Parking and Politics, Part Deux

A previous blog entry pointed out the eerie similarities between the cities of Pittsburgh and Harrisburg and their recent struggles with looming legacy cost bills and how the parking authorities in each city were key components in working toward solutions on those costs.

Under the state’s Parking Authority law, board members are appointed by the chief executive and serve at the pleasure of the chief executive. They can be removed by the chief executive at any time.

So when Pittsburgh’s Parking Authority voted 3-2 to oppose a study of an alternative to the recently defeated long-term lease of parking assets, the Mayor appeared at that hearing and stated "I thought it was important for me to let you know personally my position" in opposing the alternative. A Council member who was in support of the alternative stated "the mayor showed up at a public meeting, and he told board members to their faces, ‘I do not support this.’"
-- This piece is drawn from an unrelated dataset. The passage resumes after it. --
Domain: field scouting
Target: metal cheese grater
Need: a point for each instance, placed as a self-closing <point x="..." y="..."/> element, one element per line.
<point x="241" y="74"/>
In the state’s capital city the Mayor there forced three members off of the Authority board and replaced them with three others when the details of an alternative plan to help the City through a financial tough spot garnered attention before being vetted by the Mayor. The Mayor’s spokesman noted "The mayor feels that its board has an obligation to communicate with the administration about these important matters and wanted to ensure a board that understood the importance of that communication". The City’s financial condition is currently being heard by DCED, who will make a determination as to whether Act 47 distressed status will be granted to Harrisburg.